Sorry for the long absence. I’ve been kinda preoccupied. As many of you know I’ve been waiting for years to finally get a breast reduction, and it will happen 2 weeks from today. My hubs joking says it’s “slapping God in the face” but he’s not the one walking around with back pain, permanent dents in his shoulders, and trying to find clothes that actually fit. I have a closet full of clothes that haven’t fit me since the time BC – Before Children. Tops that gets stretched out of shape so badly that I can make a turtle-neck look slutty.
Small-breasted women don’t have to worry about that sort of thing. They can go to work and look professional wearing just about anything. I have to carefully choose each piece of clothing I wear, and have to wear cami’s under nearly everything so I don’t come across as a woman who sleeps her way through her career.
And I can’t just play with my children at the park either. Because my monster-boobs will shift out of their bra if I dare turn a cartwheel. And I can’t just chase my girls across the playground for a friendly race. The last time I did that I was in quite a lot of pain from the jumblies bouncing around.
I need to wear some extreme-support sports bras to be able to go for a jog.

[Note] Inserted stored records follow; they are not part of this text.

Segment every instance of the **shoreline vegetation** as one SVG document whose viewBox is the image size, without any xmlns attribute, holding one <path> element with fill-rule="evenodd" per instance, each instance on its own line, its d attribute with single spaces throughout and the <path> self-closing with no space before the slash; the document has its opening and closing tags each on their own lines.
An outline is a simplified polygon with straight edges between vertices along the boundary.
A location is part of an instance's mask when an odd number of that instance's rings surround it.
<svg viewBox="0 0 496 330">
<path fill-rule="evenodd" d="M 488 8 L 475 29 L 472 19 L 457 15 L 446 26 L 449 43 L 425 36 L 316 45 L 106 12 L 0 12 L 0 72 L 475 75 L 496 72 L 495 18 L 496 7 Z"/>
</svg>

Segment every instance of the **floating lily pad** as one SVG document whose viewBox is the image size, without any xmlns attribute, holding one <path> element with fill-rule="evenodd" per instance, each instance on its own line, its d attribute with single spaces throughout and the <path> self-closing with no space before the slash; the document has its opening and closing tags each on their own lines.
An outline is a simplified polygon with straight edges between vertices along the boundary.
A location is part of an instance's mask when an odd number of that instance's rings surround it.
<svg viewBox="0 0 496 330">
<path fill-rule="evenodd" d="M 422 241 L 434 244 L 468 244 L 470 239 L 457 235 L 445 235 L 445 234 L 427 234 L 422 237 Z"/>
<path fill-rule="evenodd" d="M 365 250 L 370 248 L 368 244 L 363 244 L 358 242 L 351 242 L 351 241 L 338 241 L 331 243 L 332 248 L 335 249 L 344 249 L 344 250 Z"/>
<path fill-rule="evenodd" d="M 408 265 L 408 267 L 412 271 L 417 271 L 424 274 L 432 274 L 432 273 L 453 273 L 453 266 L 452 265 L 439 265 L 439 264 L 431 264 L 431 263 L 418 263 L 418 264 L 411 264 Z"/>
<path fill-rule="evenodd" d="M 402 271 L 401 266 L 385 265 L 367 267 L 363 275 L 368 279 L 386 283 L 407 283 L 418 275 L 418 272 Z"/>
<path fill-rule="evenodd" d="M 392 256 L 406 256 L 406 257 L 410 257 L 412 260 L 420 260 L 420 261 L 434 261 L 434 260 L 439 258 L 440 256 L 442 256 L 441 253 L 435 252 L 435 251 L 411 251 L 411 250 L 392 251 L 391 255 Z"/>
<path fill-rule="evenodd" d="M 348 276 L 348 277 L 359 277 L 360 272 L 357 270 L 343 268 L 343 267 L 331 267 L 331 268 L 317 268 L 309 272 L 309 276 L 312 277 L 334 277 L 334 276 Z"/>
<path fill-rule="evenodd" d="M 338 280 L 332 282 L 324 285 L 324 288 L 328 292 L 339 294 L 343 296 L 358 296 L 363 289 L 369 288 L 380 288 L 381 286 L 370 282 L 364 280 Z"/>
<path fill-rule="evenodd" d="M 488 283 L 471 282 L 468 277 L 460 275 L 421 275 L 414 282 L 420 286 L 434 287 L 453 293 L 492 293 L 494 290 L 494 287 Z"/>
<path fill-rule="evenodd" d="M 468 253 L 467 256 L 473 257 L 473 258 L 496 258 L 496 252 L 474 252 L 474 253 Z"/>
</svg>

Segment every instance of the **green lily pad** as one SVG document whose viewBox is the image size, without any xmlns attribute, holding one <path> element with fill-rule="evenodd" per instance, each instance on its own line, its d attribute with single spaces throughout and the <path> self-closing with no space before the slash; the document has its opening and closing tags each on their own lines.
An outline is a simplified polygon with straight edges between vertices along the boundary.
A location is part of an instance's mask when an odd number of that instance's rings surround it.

And even with the largest cup size I can find for my 32″ ribcage (which are F cups, by the way), sports bras give me “quad boob”, that boob-bulge at the front and sides. Frankly I get quad boob from my properly fitted, $200 each, “pretty” bras – which still look like something out of my grandma’s undies drawer.
For 9 years now, my boobs have hindered by ability to stay active, and have given me all sorts of pain. So, the prospect of being able to function without needing to think of boob-related contingencies is so exciting! You mean I can just “play” with my children? You mean my back won’t constantly hurt? You mean I can wear sassy clothes without distorted, stretched out graphics?

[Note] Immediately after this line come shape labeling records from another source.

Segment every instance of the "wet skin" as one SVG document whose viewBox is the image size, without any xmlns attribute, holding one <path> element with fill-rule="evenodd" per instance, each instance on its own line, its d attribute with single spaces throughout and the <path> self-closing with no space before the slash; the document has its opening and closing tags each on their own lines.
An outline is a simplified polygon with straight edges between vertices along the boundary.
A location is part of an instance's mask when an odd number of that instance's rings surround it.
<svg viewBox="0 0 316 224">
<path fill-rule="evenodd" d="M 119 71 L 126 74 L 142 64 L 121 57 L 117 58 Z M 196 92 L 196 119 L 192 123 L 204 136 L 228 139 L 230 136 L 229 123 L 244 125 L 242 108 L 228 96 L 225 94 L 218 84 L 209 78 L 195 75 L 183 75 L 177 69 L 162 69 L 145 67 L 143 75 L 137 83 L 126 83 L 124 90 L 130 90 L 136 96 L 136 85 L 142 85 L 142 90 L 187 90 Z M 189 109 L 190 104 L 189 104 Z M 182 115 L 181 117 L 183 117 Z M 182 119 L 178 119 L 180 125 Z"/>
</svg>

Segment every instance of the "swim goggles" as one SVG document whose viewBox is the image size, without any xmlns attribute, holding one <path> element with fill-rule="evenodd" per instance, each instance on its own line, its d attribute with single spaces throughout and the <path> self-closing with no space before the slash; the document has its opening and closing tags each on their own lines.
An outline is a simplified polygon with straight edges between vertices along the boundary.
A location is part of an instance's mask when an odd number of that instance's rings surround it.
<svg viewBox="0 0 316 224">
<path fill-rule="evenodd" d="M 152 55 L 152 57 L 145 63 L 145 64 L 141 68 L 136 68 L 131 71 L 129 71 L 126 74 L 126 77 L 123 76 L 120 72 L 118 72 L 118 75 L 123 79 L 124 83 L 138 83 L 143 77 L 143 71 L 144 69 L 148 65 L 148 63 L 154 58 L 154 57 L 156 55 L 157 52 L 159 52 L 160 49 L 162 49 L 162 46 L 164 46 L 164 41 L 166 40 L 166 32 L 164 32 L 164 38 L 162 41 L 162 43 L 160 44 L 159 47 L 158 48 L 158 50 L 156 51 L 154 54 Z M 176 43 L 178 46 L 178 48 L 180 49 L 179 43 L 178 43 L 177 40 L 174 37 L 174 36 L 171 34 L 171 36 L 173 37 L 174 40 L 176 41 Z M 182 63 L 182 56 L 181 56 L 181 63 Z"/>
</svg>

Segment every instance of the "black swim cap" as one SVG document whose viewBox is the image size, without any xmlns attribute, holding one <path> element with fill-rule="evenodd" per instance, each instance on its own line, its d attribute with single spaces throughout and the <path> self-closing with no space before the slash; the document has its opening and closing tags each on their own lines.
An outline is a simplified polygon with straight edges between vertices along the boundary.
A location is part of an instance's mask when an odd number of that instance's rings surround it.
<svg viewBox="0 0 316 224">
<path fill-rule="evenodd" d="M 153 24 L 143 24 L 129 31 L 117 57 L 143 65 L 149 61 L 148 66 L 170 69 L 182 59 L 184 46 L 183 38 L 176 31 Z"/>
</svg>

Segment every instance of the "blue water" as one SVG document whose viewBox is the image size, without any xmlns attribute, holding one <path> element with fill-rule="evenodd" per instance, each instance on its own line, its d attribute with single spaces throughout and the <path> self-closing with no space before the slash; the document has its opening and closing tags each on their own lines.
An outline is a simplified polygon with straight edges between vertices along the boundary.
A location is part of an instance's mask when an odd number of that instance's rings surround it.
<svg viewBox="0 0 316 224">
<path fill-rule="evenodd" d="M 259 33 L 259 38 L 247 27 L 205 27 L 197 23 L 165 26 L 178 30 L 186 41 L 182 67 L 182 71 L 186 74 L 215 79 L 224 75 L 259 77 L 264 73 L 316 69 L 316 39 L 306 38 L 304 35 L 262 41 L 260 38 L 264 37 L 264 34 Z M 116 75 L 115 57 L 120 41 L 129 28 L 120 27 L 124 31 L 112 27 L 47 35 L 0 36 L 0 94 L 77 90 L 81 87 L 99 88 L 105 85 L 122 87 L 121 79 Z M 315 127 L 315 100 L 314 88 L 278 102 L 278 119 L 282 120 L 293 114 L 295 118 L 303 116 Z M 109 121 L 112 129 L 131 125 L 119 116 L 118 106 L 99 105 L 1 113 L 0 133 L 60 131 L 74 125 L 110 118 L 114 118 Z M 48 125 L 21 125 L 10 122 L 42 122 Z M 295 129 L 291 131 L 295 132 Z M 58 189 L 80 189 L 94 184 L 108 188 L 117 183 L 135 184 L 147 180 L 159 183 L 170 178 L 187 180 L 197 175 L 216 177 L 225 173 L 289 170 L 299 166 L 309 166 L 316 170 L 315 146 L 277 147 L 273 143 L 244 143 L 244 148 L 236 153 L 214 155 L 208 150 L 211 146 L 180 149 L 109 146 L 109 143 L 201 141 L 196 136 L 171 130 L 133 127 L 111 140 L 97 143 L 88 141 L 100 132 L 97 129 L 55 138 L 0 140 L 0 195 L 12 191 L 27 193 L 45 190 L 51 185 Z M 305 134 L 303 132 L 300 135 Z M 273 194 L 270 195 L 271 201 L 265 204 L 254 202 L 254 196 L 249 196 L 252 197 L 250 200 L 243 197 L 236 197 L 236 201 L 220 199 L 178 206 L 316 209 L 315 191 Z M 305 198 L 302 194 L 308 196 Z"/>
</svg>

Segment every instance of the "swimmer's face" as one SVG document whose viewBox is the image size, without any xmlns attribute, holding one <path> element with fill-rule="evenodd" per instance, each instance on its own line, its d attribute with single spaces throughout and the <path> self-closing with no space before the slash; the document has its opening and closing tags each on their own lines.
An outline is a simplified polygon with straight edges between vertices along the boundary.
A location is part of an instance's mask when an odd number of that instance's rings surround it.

But though I’m excited about the impact of those things, the fact remains that I’m facing surgery. It’s about 1.5 hours procedure, and I’ll be back home the same day. When I had to have a hernia repair I was in tears on the gurney because of the fear of what was to come. Surgery is just scary, and this one is elective. So I struggle with the pre-op surgery anxiety, and find myself wondering if all those reasons are justified for the pain and recuperation ahead. It turns out that I would have been facing surgery anyways – during a mammogram last month they found a lump in my left breast that needs to be removed (cannot feel it doing a breast self-exam). It will come out at my reduction, but I shudder to think what would have happened had I waited 10 years to go for my first mammogram. So this is another example of how this surgery is going to change/save my life.
But still what I wouldn’t give for some Ativan to calm my nerves.